Memories of Summer is the moving story of Lyric and Summer, two sisters who move from coal mining country in the Appalachians to Flint, Michigan in the mid-1950s.  Their mother died when both girls were quite young, and after the death of their grandfather in a coal mine explosion their father, Poppy, decides to try his luck in the booming auto industry.  Summer has always been different than the other children, and shortly after moving to Flint she begins to demonstrate more and more bizarre behavior.  After a series of frightening episodes, she is diagnosed with schizophrenia.  Fourteen-year-old Lyric and Poppy desperately want to care for her at home, but hiding her disability and managing her increasingly dangerous behavior become more than they can handle alone.
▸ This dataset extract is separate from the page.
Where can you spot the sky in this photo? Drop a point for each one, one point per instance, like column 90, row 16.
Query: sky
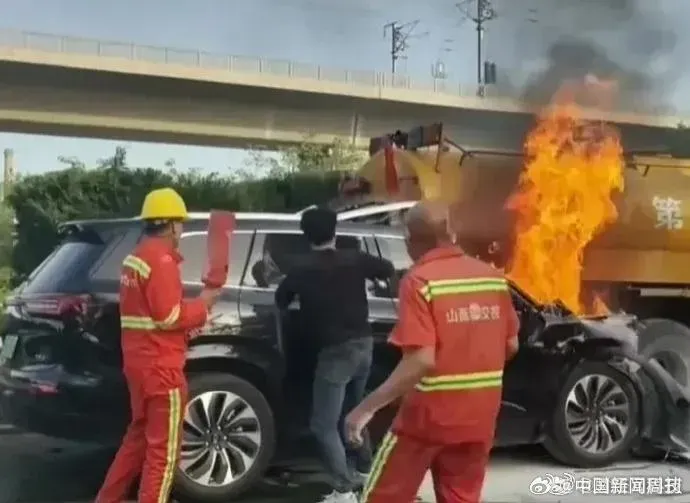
column 640, row 35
White's touching story is based on the real events of her childhood and adolescence, when it was her own sister who descended into the madness that is schizophrenia.  She chose to set her story in the days before mental illness was as accepted and understood as it is today.  It is clear that the story comes from her own personal experiences from the depth of feeling and the inherent authenticity of Lyric's narrative voice.  While the main purpose of the story is to highlight the effects of mental illness on family dynamics and relationships, White also does a good job capturing the time period-a time period when many southern families were migrating north to find work in the ever-expanding manufacturing industry.  My own grandparents came to Chicago by way of Alabama to find work in the railroads.  White clearly captures the ambivalence that Lyric feels towards her sister-love and embarrassment and worry and annoyance  coming over her in waves depending on the situation.  In an interview with the author at the end of the book, White states that often in her novels she rewrites history to give herself at least moderately happy endings for events from her life that were anything but.  However, in Memories of Summer, she found that she could not pretend, even for a fictionalized version of her life, that the story of her sister ended in anything but the tragedy of institutionalization.